Earlier, constitutionally guaranteed rights were aligned with ethical and moral considerations. After Narendra Modi led NDA came to power, his supporters started using rights for immoral and unethical concerns that created a culture of impunity for the violators of constitutional rights.

As feminist Ranjana Padhi writes in her seminal article, “In a sociological sense, a collective conscience is understood to have emerged when morally less critical societies gradually evolved certain basic beliefs and tenets, which they collectively affirmed as the highest common good. In the prevalent social and cultural ethos, there is the manufacturing of an altered collective conscience to suit a majoritarian agenda. This is being done by injuring, damaging, and reducing the worth of the “other”. This made-to-order collective conscience is employed at majoritarian will. The Preamble of the Constitution affirms “We the People” but the ascendance of majoritarianism is unmaking rules and laws for the “other’. Addressing today’s refabrication of the collective conscience requires discerning the strands of hysteria whipped up craftily each time”.

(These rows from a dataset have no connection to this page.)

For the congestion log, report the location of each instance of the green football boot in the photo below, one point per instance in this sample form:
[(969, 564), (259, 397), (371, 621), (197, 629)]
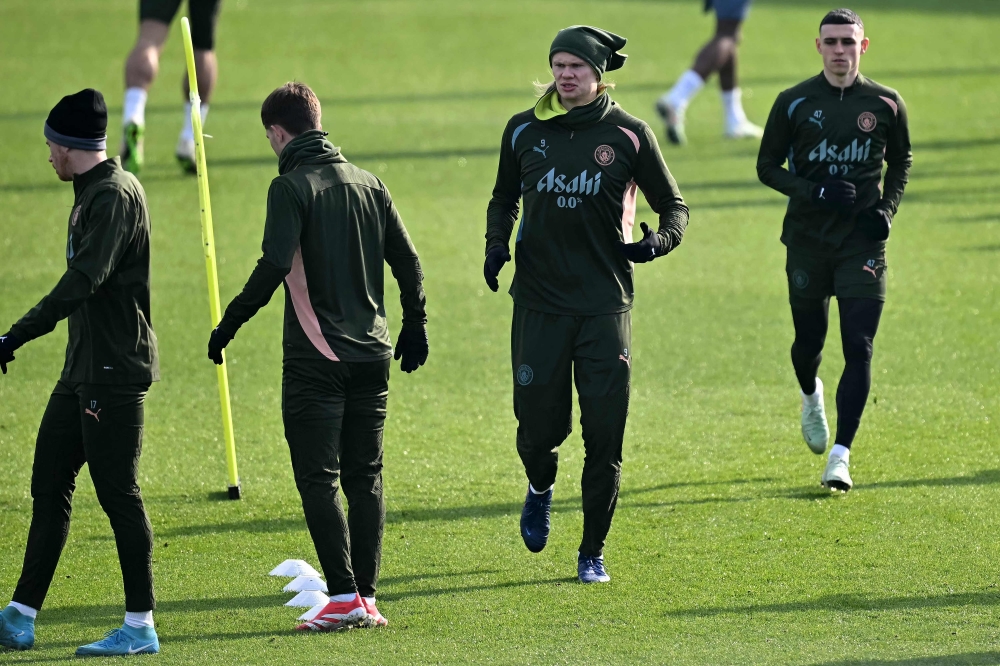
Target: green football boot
[(132, 152)]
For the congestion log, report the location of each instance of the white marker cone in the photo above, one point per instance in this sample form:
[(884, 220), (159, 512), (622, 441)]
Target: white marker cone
[(308, 599), (312, 612), (293, 568), (306, 583)]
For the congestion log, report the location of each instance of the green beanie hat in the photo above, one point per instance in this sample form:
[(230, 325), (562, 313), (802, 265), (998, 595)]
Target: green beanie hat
[(599, 48)]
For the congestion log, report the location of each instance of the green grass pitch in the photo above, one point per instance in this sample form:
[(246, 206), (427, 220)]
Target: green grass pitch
[(724, 549)]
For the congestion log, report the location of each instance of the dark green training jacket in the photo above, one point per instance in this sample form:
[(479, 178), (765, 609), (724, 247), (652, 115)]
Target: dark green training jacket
[(578, 174), (825, 132), (105, 289), (329, 227)]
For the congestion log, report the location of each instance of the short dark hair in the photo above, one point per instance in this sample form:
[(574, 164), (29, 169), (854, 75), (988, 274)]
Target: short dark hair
[(294, 106), (842, 17)]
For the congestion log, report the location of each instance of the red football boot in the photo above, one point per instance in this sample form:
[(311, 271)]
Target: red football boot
[(376, 618), (338, 616)]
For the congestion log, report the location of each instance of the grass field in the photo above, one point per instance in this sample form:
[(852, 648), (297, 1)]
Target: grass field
[(724, 549)]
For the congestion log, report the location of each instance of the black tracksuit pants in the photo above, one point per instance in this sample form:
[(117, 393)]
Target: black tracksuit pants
[(101, 425), (334, 413), (547, 352), (859, 319)]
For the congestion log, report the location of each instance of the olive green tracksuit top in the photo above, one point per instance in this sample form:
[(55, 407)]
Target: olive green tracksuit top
[(105, 289), (825, 132), (578, 174), (329, 227)]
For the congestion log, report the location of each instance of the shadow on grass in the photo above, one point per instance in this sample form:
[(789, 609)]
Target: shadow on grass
[(966, 659), (849, 603)]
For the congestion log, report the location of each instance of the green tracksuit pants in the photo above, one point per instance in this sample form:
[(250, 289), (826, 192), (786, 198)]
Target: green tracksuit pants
[(334, 413), (547, 351), (100, 425)]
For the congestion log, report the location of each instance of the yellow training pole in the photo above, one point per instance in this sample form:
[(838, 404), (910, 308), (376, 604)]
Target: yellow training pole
[(208, 239)]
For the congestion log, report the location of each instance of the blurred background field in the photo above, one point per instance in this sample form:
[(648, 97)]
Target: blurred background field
[(724, 549)]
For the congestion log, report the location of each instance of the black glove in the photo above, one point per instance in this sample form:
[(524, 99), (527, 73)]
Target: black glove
[(8, 345), (216, 343), (411, 347), (875, 223), (495, 259), (835, 193), (645, 250)]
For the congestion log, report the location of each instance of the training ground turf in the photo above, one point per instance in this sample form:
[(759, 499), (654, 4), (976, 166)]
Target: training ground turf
[(724, 550)]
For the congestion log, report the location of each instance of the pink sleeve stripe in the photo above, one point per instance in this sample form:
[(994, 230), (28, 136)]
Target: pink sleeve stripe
[(299, 291), (631, 135), (628, 211), (892, 104)]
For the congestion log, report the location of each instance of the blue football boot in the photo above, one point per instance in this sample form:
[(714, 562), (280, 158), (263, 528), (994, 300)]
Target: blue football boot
[(591, 569), (535, 520), (17, 631), (124, 641)]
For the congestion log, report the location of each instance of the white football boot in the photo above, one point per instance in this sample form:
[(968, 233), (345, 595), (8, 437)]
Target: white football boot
[(186, 156), (837, 476), (815, 429)]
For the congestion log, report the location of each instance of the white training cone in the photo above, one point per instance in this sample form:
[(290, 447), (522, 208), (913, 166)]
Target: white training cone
[(308, 599), (306, 583), (312, 612), (294, 568)]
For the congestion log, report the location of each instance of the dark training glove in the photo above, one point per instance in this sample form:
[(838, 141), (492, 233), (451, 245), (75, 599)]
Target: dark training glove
[(495, 259), (411, 347), (8, 345), (645, 250), (875, 223), (216, 343), (835, 193)]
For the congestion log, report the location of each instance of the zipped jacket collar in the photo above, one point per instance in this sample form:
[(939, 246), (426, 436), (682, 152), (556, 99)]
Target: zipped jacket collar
[(82, 181), (310, 147), (837, 90), (580, 117)]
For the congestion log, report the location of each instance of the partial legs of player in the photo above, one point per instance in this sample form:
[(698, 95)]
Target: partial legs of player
[(720, 55), (859, 319), (143, 64)]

So, the myth of collective conscience post-2014 made rights-based regime almost redundant by turning it into a battle of identities and binaries. This not only disturbed the highest seats of power in the judiciary but in the civil society too, confirms Satyam Shrivastava, a forest rights expert and a social activist. He says, “Back in 2019 many social leaders and judicial leaders were deliberating on how to work upon constitutional values, not rights”.

There was an intense internal debate and deliberations in the civil society on how to translate an intangible thing like constitutional value into tangible action. And then came COVID, when all constitutional rights were suspended during lockdown in the name of protecting the citizenry from a deadly virus. It was an opportune moment in disguise for the civil society to change gears.

When things returned to normal, dozens of organisations started fellowships and training programs on the Constitutional values throughout the country. For example, as of date, more than 1700 fellows have been trained in constitutional values through various fellowships. These fellows are individuals, organisational leaders, community workers, activists, journalists and cultural activists.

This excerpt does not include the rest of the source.